An expectant Iowa mom who was using an app to monitor her baby's kicks wound up saving the child's life when she detected an issue with the fetus' movement in the womb.
“We could have been grieving instead of having a healthy baby," Emily Eekhoff told InsideEdition.com.
After first using the "Count the Kicks" app before her son Liam was born two years ago, Eekhoff decided to utilize it again for her second pregnancy.
The purpose of the "Count the Kicks" app is to count the movements that a baby makes when the mother begins her third trimester. The mother marks each movement on the app as a “kick” and continues to count these movements until the baby reaches ten kicks for the day. With the information logged into the app each day, it will record your results and show the baby’s movement pattern. The pattern should remain consistent.
But when Eekhoff used the app at 33 weeks, the pattern of her unborn baby girl was bizarre and worrisome.
“Normally any time I would sit she would start to get active and usually I could get 10 kicks in under 10 minutes," she said. “Lunch time I tried to do a count and sitting down I got maybe three kicks in a half hour which was unusual for sure.”
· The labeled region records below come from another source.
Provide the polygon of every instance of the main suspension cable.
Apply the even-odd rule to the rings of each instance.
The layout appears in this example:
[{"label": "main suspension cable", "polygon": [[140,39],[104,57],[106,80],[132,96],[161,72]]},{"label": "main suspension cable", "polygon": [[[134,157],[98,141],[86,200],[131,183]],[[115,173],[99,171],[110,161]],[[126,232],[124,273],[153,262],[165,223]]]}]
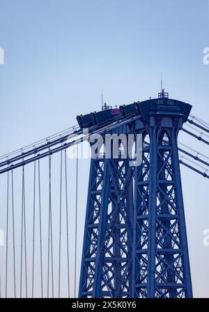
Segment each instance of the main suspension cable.
[{"label": "main suspension cable", "polygon": [[43,297],[42,288],[42,226],[41,226],[41,198],[40,198],[40,161],[38,162],[38,198],[39,198],[39,233],[40,233],[40,287],[41,297]]}]

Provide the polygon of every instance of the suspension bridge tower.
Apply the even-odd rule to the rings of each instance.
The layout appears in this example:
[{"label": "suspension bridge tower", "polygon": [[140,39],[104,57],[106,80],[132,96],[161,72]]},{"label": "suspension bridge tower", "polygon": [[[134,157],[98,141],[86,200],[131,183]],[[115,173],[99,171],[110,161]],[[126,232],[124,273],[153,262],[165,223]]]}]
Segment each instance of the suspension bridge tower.
[{"label": "suspension bridge tower", "polygon": [[81,128],[105,122],[105,133],[142,142],[139,165],[120,153],[91,160],[79,297],[192,297],[177,142],[191,108],[162,90],[77,117]]}]

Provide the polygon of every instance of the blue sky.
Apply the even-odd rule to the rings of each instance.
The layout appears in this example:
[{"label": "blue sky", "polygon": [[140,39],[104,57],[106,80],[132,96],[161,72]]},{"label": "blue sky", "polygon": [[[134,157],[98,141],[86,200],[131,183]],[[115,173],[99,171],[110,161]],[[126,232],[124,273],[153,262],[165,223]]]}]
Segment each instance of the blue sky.
[{"label": "blue sky", "polygon": [[[207,0],[0,0],[0,154],[100,110],[102,87],[113,105],[155,97],[161,73],[170,97],[209,121],[208,31]],[[194,295],[209,297],[208,181],[183,169],[183,183]]]}]

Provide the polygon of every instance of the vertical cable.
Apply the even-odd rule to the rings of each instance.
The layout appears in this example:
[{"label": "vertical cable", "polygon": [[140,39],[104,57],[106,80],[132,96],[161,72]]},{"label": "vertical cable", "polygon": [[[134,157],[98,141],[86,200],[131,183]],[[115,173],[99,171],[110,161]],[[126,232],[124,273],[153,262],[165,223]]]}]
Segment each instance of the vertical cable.
[{"label": "vertical cable", "polygon": [[49,295],[49,258],[50,258],[50,240],[51,240],[51,261],[52,261],[52,297],[54,298],[54,274],[53,274],[53,244],[52,244],[52,187],[51,187],[51,156],[49,158],[49,228],[48,228],[48,274],[47,274],[47,297]]},{"label": "vertical cable", "polygon": [[24,169],[23,170],[23,213],[24,213],[24,269],[25,269],[25,292],[26,297],[28,297],[27,285],[27,255],[26,255],[26,214],[25,214],[25,188],[24,188]]},{"label": "vertical cable", "polygon": [[68,257],[68,298],[70,298],[70,262],[69,262],[69,236],[68,236],[68,174],[66,149],[65,149],[65,207],[66,207],[66,235],[67,235],[67,257]]},{"label": "vertical cable", "polygon": [[13,184],[13,170],[12,170],[12,205],[13,205],[13,235],[14,293],[15,293],[15,298],[16,298],[15,233],[15,213],[14,213],[14,184]]},{"label": "vertical cable", "polygon": [[60,276],[61,276],[61,218],[62,218],[62,172],[63,151],[61,151],[60,160],[60,202],[59,202],[59,297],[60,298]]},{"label": "vertical cable", "polygon": [[38,196],[39,196],[39,232],[40,232],[40,287],[41,297],[42,293],[42,230],[41,230],[41,206],[40,206],[40,161],[38,163]]},{"label": "vertical cable", "polygon": [[76,297],[76,287],[77,287],[77,198],[78,193],[78,144],[77,145],[77,155],[76,155],[76,189],[75,189],[75,272],[74,272],[74,297]]},{"label": "vertical cable", "polygon": [[22,167],[22,213],[21,213],[21,254],[20,254],[20,297],[22,298],[22,244],[23,244],[23,176],[24,167]]},{"label": "vertical cable", "polygon": [[5,297],[7,298],[7,278],[8,278],[8,214],[9,214],[9,172],[7,173],[7,202],[6,202],[6,286]]},{"label": "vertical cable", "polygon": [[51,192],[51,158],[49,158],[49,220],[48,220],[48,263],[47,263],[47,298],[49,295],[49,251],[50,251],[50,192]]},{"label": "vertical cable", "polygon": [[33,176],[33,255],[32,255],[32,298],[34,292],[34,256],[35,256],[35,221],[36,221],[36,161],[34,161]]}]

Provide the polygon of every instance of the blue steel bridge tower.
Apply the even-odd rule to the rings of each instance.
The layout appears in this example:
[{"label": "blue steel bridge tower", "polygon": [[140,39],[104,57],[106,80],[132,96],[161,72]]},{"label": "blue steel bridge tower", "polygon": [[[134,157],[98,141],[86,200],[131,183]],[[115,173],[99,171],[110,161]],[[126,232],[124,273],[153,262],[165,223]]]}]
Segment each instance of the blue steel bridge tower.
[{"label": "blue steel bridge tower", "polygon": [[191,108],[162,90],[77,117],[82,128],[142,138],[140,165],[120,152],[91,160],[79,297],[192,297],[177,143]]}]

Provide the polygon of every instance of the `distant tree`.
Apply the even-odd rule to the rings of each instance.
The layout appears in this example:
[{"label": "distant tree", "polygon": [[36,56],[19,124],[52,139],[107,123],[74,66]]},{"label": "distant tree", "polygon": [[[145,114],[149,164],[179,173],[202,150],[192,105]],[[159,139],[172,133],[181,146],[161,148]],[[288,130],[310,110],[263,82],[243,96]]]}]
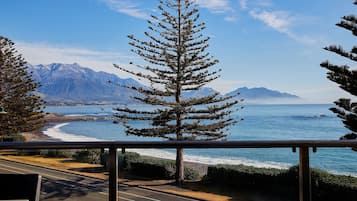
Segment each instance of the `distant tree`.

Eekhoff decided to take a visit to the Mercy Medical Center in Des Moines to see what was happening.
“It was so different and I wasn’t sure what to do exactly so I was just focused on trying to get her to move that I didn’t think too much of what could be going on necessarily, Eekhoff said.
Within six hours, Eekhoff discovered her baby was in distress, after she didn’t move during an ultrasound, and had an emergency C-section. Eekhoff says the umbilical cord was wrapped around her newborn Ruby’s neck three times and her coloring was dark.
With the help of oxygen, she began to regain her color and she stayed in the NICU for 20 days.
Ruby, now 1-month-old is doing well, although she was born seven weeks early.
Lori Mortensen of Le Photo Design captured photos of the family and baby Ruby.
“It’s hard to know what could have been, but based on doctors, one more day she likely wouldn’t have been alive,” Eekhoff said. “We had a couple weeks to go so we’re wrapping our heads around that she’s here.”
“Count the Kicks” was created in 2009 by a group of five women who lost their daughters to stillbirth or early death. Their mission is to prevent these types of losses for other parents.
Emily Price, the executive director of “Count the Kicks,” says the app has reduced the stillborn rate in Iowa by 26 percent in Iowa while the country’s stillbirth rate remains stagnant.
“It’s a life-saving tool [mothers] can get in the palm of their hands,” Price said. “We would like to get it in all 50 states.”
Eekhoff says the app is easy to use and if something is wrong, mothers can inform doctors of their baby's movement patterns with confidence. She has also met with some of the mothers who created the app.
“They thanked me a lot, but I didn’t do anything," Eekhoff said. "They should be the ones that should be thanked or else our story would have been totally different. We’re so grateful for what they’re doing.”
Price says 24,000 babies are stillborn every year and “Count the Kicks” provides mothers with the opportunity to create a bond with their babies and gives moms the chance to speak up if they notice a change.
"We know we saved babies," Price said. "Ruby’s not the first and she’s not the only one... it could ultimately save your baby’s life.”